The thought that something was actually wrong with our baby tore us to shreds. Confusion and despair set in, and the feelings of depression only grew deeper by the day. What was happening to our little girl? And whatever it was, could we make it never happen again? Was it even a possibility? What did we do? What could we have done? What should we start to do? A slow panic set in for us, and as time went on, the worry and side effects of stress began to manifest in our health. Nathaniel developed Alopecia Areata and rapidly lost complete patches of hair down to the scalp, while my stress induced multiple chalazions to form on my eyelids, with one almost the size of a pea.

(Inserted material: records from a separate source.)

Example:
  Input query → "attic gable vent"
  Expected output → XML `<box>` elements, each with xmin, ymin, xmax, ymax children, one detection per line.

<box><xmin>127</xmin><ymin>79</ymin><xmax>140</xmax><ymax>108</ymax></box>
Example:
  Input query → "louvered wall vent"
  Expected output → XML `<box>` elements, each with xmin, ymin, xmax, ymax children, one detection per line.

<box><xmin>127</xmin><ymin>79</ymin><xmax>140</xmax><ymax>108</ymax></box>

As reality began to set in, our expectations of a worry-free season came to a grinding halt. Her fixation on objects was now completely uncontrollable, and her emotions were extremely erratic. She became unreasonably moody and aggressive, demonstrating behavior similar to that of children with ADHD and Autism. Most notably, she exhibited sensitivity to loud noises and an inability to focus or make eye contact for very long, and the seizures became much more frequent and pronounced.

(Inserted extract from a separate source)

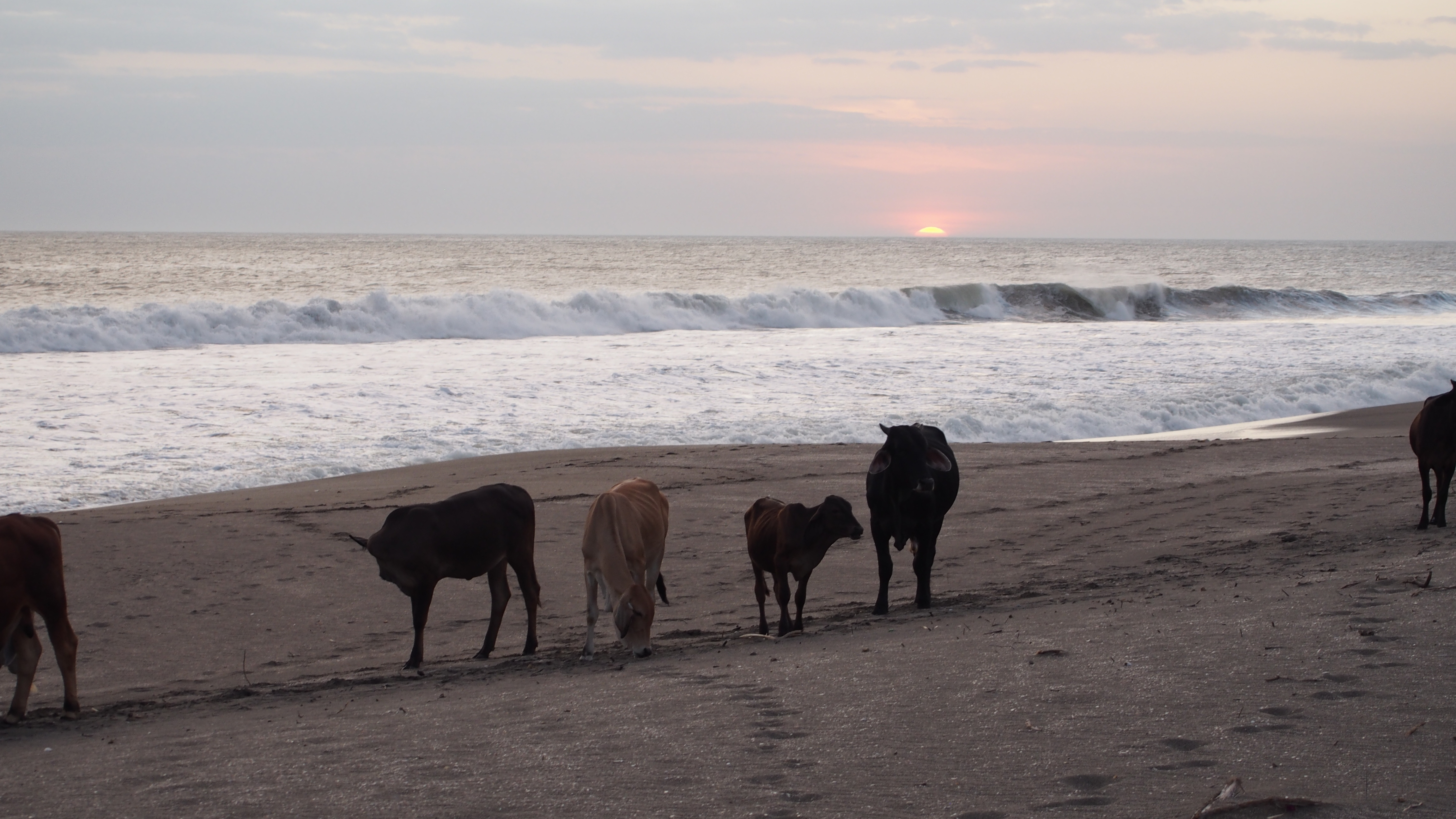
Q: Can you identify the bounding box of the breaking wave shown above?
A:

We didn’t know what we were in for. All we knew was that we had to fully depend on God for our next move. We were in a very dark and unknown valley, and Nathaniel and I knew that every decision we made going forward, as it related to her condition, could affect Justice’s life forever.

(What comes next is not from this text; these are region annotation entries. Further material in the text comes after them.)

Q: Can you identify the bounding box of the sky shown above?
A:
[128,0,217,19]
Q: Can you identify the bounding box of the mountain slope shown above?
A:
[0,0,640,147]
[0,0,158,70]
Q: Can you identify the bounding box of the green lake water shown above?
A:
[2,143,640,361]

At some point during our grieving process, my husband and I began to fully shift our focus to the arduous task of researching and getting to the bottom of things. As research and the internet can go, it presents you with all types of information that can validate and accentuate your worst fears. Our 6-year-old daughter (at the time) was not acting herself; this wasn’t the little girl we had been raising for the past 6 years.
Night after night was full of weeping as we were trapped in a state of depression. Full-out lamenting and groaning with boogers everywhere were common to us. The cries that my husband let out shook me to my core. I’ll never forget the sounds of his despair in that season. We were scared, confused, and utterly destroyed. We had no idea of our next steps, yet we knew something was wrong, and we would not stop until we figured it out.